Media coverage of “consumer debt” and “inflated home values” in Canada has been relentless. The national newspapers have used up plenty of ink to cover these stories. There’s been no shortage of so called experts willing to quote on these issue. Opinions range from mild concern to abject hypocrisy. Given that the temperature gauge has risen significantly over these issues, I have to assume that the federal government will be forced to respond. This is not a story with 24 hour life cycle, and the government will want political shelter if the so called experts are right.
I have a great deal of empathy for the good folks at CMHC. For some time now they’ve been in cross-hairs.

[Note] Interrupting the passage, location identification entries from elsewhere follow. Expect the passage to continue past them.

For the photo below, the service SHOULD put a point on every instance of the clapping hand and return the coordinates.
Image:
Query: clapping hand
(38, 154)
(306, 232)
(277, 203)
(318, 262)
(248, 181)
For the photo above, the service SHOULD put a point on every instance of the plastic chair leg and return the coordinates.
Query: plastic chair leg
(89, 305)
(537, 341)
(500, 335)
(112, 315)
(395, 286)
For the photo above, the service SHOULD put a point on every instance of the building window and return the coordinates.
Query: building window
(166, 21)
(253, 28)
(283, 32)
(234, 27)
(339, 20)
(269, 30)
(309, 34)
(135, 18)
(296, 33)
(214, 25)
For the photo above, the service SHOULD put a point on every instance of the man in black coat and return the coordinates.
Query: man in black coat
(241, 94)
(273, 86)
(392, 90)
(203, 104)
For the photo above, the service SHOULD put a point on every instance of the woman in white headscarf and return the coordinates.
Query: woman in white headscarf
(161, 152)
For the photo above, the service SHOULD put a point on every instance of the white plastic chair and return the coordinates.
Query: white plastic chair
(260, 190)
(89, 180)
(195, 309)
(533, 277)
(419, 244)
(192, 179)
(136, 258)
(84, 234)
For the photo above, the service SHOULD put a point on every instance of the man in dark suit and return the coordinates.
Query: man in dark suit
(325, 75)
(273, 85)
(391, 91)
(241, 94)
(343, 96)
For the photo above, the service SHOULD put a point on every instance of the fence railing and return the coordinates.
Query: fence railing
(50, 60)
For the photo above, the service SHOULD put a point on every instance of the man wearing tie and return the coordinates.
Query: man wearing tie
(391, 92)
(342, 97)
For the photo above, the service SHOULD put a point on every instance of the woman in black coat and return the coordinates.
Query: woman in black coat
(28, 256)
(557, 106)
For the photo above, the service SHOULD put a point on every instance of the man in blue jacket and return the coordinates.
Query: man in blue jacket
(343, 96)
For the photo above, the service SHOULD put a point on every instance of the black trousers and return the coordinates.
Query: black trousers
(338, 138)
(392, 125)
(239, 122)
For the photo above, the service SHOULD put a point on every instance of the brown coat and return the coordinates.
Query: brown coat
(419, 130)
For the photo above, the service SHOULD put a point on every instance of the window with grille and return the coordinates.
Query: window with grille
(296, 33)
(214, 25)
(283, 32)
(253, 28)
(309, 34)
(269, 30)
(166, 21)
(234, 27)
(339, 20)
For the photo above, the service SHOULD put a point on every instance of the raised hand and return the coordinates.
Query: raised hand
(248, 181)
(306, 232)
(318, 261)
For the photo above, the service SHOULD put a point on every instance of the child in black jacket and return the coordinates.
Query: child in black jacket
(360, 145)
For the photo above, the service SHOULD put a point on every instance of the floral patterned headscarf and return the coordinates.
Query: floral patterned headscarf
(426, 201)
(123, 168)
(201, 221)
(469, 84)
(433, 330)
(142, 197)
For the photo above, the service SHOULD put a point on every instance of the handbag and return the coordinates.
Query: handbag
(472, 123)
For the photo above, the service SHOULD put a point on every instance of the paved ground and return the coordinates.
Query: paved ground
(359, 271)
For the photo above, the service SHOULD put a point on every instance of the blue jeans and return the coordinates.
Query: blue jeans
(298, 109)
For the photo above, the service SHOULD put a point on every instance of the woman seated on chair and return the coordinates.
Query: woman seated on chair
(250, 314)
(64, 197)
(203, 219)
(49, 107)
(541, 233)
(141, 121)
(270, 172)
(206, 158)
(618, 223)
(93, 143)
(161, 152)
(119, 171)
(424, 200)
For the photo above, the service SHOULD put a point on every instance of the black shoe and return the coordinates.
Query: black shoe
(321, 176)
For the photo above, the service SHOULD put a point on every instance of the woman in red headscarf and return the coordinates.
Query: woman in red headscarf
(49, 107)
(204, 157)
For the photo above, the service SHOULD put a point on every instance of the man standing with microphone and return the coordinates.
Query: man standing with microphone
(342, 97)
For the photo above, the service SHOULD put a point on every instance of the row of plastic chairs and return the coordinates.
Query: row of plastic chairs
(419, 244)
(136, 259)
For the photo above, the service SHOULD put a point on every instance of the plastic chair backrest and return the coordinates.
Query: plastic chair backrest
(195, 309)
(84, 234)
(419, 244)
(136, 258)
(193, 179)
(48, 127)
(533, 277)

The press, economists and some within the financial sector have taken liberties as it relates to CMHC’s credibility. Does anyone really believe that CMHC does not know what it is doing? That they do not have the required expertise to manage their business? That they would act recklessly or in some way irresponsibly? The answer clearly is no. Yet, there’s been coverage recently about CMHC’S solvency. Their financial statements clearly show that they have enough capital on hand to withstand market variances. They continually run stress tests to ensure their financial viability, which equates to being responsible to the tax payer. Their most recent stress test indicated that insolvency was not an issue, with the following caveat. Our economy would have to go into multi-year recessionary period, and unemployment would have to reach 13%. Who among the so called experts are willing to put their reputations on the line by guaranteeing that dooms day scenario? I suspect not many. As for 13% unemployment, could it happen? Certainly, it reached 13.2% in December of 1982. Anything can happen but the question is what’s the probability? That’s what CMHC manages day in and day out, and from where I sit they’re pretty damn effective.

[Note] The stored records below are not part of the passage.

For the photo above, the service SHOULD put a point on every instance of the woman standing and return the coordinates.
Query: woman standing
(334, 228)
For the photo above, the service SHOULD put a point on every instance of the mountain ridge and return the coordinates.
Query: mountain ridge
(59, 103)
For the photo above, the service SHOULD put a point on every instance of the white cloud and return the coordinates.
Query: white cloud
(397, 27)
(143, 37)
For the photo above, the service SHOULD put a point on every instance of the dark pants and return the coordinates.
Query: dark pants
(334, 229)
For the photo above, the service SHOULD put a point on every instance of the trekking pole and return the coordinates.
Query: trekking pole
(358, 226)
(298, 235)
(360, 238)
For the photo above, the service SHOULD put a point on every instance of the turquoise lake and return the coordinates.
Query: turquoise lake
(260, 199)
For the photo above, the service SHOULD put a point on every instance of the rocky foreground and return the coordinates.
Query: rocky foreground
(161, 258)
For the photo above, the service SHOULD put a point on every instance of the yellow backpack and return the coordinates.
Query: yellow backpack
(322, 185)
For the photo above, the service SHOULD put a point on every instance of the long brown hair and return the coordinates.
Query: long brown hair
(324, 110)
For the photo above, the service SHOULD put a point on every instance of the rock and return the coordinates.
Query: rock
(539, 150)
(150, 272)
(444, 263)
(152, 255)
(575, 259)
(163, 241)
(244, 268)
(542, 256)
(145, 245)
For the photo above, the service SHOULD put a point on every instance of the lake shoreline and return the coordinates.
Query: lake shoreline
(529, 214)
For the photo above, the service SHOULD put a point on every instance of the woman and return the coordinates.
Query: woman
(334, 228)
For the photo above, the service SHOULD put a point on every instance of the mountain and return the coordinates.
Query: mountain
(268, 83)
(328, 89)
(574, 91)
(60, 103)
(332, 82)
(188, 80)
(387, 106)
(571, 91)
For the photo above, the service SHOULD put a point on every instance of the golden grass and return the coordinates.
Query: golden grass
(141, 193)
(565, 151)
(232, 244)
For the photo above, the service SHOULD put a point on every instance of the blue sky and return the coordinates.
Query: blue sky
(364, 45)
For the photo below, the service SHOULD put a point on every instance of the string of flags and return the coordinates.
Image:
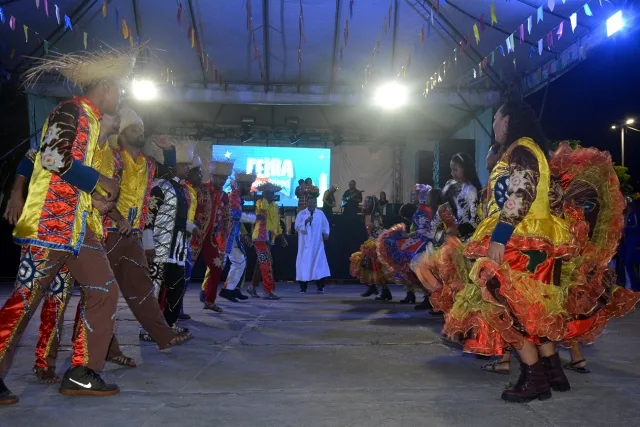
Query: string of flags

As for the other favorite target, the Ministry of Finance, I find it fascinating that some within the financial sector are publicly stating that the government must act now and tighten mortgage rules. They suggest that we’ve reached a critical stage, consumer debt it too high, home values are inflated. Really? If that’s the case why don’t they do the responsible thing and act independently. They could change their credit policies tomorrow. If they believe that the government should change the mortgage rules to reflect a maximum 25 year amortization, a minimum down-payment of 10%, and that borrowers should be qualified at the 5 year posted rate, then they should be prepared to lead by example. If they’re not prepared to lead, and do it on their own, we have to assume that present day circumstances poses no risk to their share holders. For if it did, they would do the right thing. Just like the folks at CMHC have been doing.